Cancer is generally caused by hereditary and nonhereditary factors. Certain mutations put patients at risk for certain cancers (eg, BRCA mutation and breast cancer). Environmental factors are also associated with an increased incidence of special cancer types (eg, radiation and leukemia). Lifestyle factors can also increase the incidence of cancer (eg, smoking and lung cancer). Hereditary factors cannot be modified, but patients at risk could be screened and elective measures (eg, BRCA mutation and oophorectomy/mastectomy) can be used to minimize the risk. Lifestyle changes, however, can and should be modified to lower one's risk. Obesity is a known risk factor for several medical problems, one of which is endometrial cancer. Recommendations regarding lifestyle changes should be made as early as possible, especially in the case of young patients. Young, overweight/obese women are more likely to be anovulatory, are more likely to need evaluation for infertility, and are more likely to receive infertility therapy.

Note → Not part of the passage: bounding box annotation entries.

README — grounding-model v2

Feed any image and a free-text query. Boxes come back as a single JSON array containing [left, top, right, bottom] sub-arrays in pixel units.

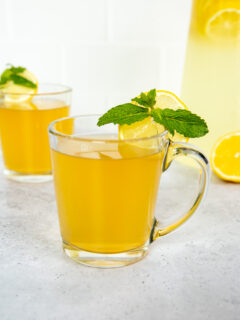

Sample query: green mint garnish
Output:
[[97, 89, 208, 138], [0, 65, 37, 89], [132, 89, 156, 108]]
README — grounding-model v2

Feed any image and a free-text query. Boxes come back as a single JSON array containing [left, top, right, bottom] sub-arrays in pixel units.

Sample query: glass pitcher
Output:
[[181, 0, 240, 155]]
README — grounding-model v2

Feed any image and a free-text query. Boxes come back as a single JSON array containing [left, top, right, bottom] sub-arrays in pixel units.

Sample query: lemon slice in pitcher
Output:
[[119, 90, 189, 142], [206, 8, 240, 41], [210, 131, 240, 182], [0, 66, 38, 104]]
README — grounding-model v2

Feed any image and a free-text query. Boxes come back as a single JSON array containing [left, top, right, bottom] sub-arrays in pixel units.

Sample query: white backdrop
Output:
[[0, 0, 191, 114]]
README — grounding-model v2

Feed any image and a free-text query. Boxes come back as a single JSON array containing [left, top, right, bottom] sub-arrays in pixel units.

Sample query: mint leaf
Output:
[[9, 65, 26, 74], [10, 73, 37, 89], [0, 65, 37, 88], [151, 108, 208, 138], [97, 103, 149, 127], [132, 89, 157, 108], [0, 69, 12, 85]]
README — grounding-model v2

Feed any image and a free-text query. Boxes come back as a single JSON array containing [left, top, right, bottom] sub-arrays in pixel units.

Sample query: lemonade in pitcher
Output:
[[181, 0, 240, 155]]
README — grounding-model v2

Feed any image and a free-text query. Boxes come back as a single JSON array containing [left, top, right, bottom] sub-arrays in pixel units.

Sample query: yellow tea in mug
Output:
[[52, 136, 164, 253], [0, 98, 69, 174]]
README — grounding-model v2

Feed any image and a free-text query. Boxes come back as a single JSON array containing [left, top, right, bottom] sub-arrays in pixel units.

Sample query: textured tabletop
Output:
[[0, 164, 240, 320]]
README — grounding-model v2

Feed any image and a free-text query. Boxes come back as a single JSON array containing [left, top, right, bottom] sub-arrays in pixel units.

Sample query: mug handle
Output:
[[150, 140, 210, 242]]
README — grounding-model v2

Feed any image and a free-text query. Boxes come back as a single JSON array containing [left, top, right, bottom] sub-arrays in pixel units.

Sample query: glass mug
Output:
[[0, 84, 72, 182], [49, 115, 209, 268]]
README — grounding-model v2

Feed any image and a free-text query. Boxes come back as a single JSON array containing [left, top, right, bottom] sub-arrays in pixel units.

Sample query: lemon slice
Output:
[[4, 101, 38, 110], [119, 90, 188, 141], [210, 131, 240, 182], [206, 8, 240, 41], [1, 70, 38, 103]]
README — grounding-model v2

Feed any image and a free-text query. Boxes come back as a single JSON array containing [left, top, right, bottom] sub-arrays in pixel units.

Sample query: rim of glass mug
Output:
[[48, 114, 168, 143], [0, 82, 72, 97]]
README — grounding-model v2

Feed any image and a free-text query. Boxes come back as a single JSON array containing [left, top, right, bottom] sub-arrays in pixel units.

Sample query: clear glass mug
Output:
[[49, 115, 209, 268], [0, 84, 72, 182]]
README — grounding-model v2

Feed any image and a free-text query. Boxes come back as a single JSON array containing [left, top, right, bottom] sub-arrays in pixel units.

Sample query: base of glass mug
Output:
[[4, 169, 53, 183], [63, 242, 149, 268]]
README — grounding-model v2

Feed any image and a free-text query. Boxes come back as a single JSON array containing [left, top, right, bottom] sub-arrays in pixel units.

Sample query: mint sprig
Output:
[[97, 89, 208, 138], [151, 108, 208, 138], [0, 65, 37, 89], [132, 89, 156, 108]]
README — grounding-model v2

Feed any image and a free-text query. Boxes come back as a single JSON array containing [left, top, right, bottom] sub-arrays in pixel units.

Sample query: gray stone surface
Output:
[[0, 164, 240, 320]]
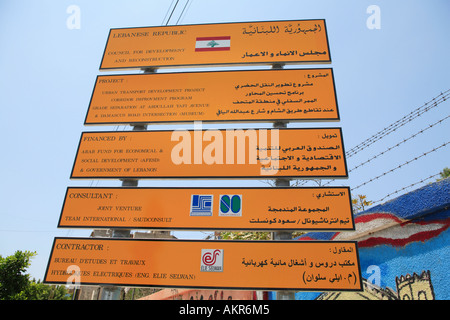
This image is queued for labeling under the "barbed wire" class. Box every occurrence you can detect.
[348,115,450,173]
[345,89,450,158]
[351,141,450,191]
[372,173,441,204]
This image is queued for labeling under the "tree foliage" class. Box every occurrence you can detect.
[0,250,69,300]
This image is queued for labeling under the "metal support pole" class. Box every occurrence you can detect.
[272,63,295,300]
[101,69,150,300]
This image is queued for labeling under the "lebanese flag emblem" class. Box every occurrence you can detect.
[195,37,231,52]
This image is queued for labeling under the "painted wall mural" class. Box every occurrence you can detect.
[296,178,450,300]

The delay in childbearing or the inability to conceive will limit their exposure to other beneficial measures as well, such as OCP use. A very important finding of this study is that women who were overweight/obese at age 18 but were of normal weight as adults had no increased risk for endometrial cancer when compared with those who were of normal weight at both timepoints. Overweight women need to be counseled about appropriate diet, regular physical activity, and other medical and surgical interventions that can be used to lower weight. In many cases, this has to be a multidisciplinary effort. Patients who are unable to lose weight despite these efforts need to be regularly screened for morbidity associated with obesity (diabetes, cardiovascular disease, endometrial cancer, etc), as early detection and treatment significantly increases quality of life and survival.